I am running 110 v right now. Will 220 solve my problems and make me want to use the saw instead of sell it.

Thanks


----------



## JohnK007 (Nov 14, 2009)

I'm thinking along the lines of Bob D. The capacitor. I'd start there.


----------



## knotscott (Nov 8, 2007)

JohnK007 said:


> I'm thinking along the lines of Bob D. The capacitor. I'd start there.

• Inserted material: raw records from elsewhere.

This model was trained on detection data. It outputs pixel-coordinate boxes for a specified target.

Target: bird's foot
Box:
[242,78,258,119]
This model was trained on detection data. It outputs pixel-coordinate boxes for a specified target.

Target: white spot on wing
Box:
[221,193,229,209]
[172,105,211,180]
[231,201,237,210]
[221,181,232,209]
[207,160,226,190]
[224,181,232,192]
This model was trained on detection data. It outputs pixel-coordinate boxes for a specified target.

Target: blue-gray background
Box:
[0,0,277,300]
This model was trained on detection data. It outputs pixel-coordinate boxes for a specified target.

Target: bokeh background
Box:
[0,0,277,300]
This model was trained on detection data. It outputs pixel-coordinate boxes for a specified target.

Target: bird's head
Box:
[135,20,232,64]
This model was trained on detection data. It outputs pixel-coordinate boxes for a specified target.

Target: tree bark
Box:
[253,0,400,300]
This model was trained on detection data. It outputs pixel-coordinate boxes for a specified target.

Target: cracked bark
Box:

I was thinking the same thing....if so, it should be < $10, and is a 5 minute installation.


----------



## mikkeeh (Jan 22, 2012)

I just bought the same model saw. The first few times it ran fine....then would trip the breaker (on a separate 20A circuit). The thermal reset on the motor was damaged when i got it. Looks like something was dropped on it. I have not replaced it as of yet. I just changed the belt to a anti vibration link belt. Now it trips the breaker 1 out of six starts. Reset the breaker....and it starts ok for 2 or 3 or 4 time...then trips again.


----------



## johnnie52 (Feb 16, 2009)

I have to agree that its a bad capacitor. That will cause the kind problems you're having.


----------



## HowardAcheson (Nov 25, 2011)

One thing to keep in mind is that it will draw more amperage on start-up with dado attached. The motor needs to overcome more inertia with heavier dado. It may easily run without a blade attached but have an intermittent overload with a blade and any immediate overload with a dado.


----------



## mikkeeh (Jan 22, 2012)

FWIW: I found that my Jet saw would trip the breaker in the circuit box almost every time when the saw sat overnight in an unheated shop. I replaced the motor...Same problem. I replaced the breaker with a different brand. Was using Homeline by Square D......switched to Seimens.....problem solved. I also had another circuit that would periodically nuisance trip. Changed that breaker..problem solved. Seems Homeline breaker are prone to nuisance tripping when used for motors........interesting


----------



## Cliff (Feb 5, 2012)

> I have to agree that its a bad capacitor. That will cause the kind problems you're having.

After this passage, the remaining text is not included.